Flugzeugverkäufe

Thomas Cook kämpft gegen die Krise

11.05.2012 - 15:43 0 Kommentare

Der Veranstalter Thomas Cook rechnet nach einem harten Winterhalbjahr mit weiteren Abschreibungen in Millionenhöhe. Auch die Sommersaison läuft bislang nur schleppend an. Flugzeugverkäufe sollen nun frisches Geld in die Kassen spülen.

Passagiere besteigen eine Maschine von Thomas Cook - © © AirTeamImages.com - D. Pedley

Passagiere besteigen eine Maschine von Thomas Cook © AirTeamImages.com /D. Pedley

Der Reiseveranstalter Thomas Cook kommt nicht aus der Krise.

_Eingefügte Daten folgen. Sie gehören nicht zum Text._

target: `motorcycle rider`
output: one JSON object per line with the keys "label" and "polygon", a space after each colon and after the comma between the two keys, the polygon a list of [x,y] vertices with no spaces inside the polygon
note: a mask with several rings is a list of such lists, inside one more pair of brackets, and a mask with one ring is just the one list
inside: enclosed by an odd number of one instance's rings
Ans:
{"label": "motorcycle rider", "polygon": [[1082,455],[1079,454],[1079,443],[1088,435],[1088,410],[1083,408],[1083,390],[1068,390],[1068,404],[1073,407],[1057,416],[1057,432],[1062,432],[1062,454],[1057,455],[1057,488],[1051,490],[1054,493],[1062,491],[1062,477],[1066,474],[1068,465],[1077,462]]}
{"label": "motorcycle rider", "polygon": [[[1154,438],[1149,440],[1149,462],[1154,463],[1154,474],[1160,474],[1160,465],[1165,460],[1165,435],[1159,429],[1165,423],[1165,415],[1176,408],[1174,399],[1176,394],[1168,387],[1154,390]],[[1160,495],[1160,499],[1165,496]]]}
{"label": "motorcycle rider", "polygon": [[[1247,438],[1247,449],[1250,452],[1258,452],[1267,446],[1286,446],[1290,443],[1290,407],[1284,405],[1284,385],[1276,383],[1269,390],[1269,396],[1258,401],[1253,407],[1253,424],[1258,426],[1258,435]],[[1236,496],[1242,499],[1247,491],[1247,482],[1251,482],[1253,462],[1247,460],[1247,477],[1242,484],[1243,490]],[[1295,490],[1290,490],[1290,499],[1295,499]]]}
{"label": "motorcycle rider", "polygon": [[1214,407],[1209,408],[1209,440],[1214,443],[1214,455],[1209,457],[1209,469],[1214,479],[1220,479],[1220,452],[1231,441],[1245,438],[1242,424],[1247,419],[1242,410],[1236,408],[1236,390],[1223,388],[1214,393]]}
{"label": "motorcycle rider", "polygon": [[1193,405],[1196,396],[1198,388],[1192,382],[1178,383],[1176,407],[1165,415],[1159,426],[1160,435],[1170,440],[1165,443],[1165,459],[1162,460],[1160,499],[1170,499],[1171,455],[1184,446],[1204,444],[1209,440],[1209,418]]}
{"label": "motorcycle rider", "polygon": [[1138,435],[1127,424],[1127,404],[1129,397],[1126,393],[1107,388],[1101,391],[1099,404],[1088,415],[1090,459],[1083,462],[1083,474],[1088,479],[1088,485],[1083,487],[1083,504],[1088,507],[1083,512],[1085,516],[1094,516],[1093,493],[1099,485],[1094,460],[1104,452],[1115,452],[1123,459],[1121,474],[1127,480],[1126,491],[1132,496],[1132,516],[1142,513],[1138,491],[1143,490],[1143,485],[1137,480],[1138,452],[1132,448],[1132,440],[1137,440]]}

Nach einem verlustreichen Winterhalbjahr rechnet das Management in Nordamerika und Frankreich mit Abschreibungen in dreistelliger Millionenhöhe. Zudem läuft das Geschäft mit Nordafrika-Reisen nach den politischen Umwälzungen in Ägypten und Tunesien weiter schwach. Jetzt holt sich der Konzern, der in Deutschland vor allem mit der Marke Neckermann Reisen und der Fluglinie Condor vertreten ist, mit dem Verkauf von 17 seiner 90 Flugzeuge 183 Millionen Pfund (228 Mio Euro) in die Kasse. Die Boeing-Jets mietet der Veranstalter anschließend wieder zurück. Er braucht die Maschinen: Die Sommerbuchungen zogen in den vergangenen Wochen wieder an.

Tief in den roten Zahlen

Weitaus schlechter sah es im Winter aus. Im ersten Geschäftshalbjahr bis Ende März stieg der operative Verlust vor Sondereffekten um 58 Prozent auf 263 Millionen Pfund. Dabei sind die zu erwartenden Abschreibungen noch nicht eingerechnet. Die Aktie verlor in London zeitweilig mehr als fünf Prozent.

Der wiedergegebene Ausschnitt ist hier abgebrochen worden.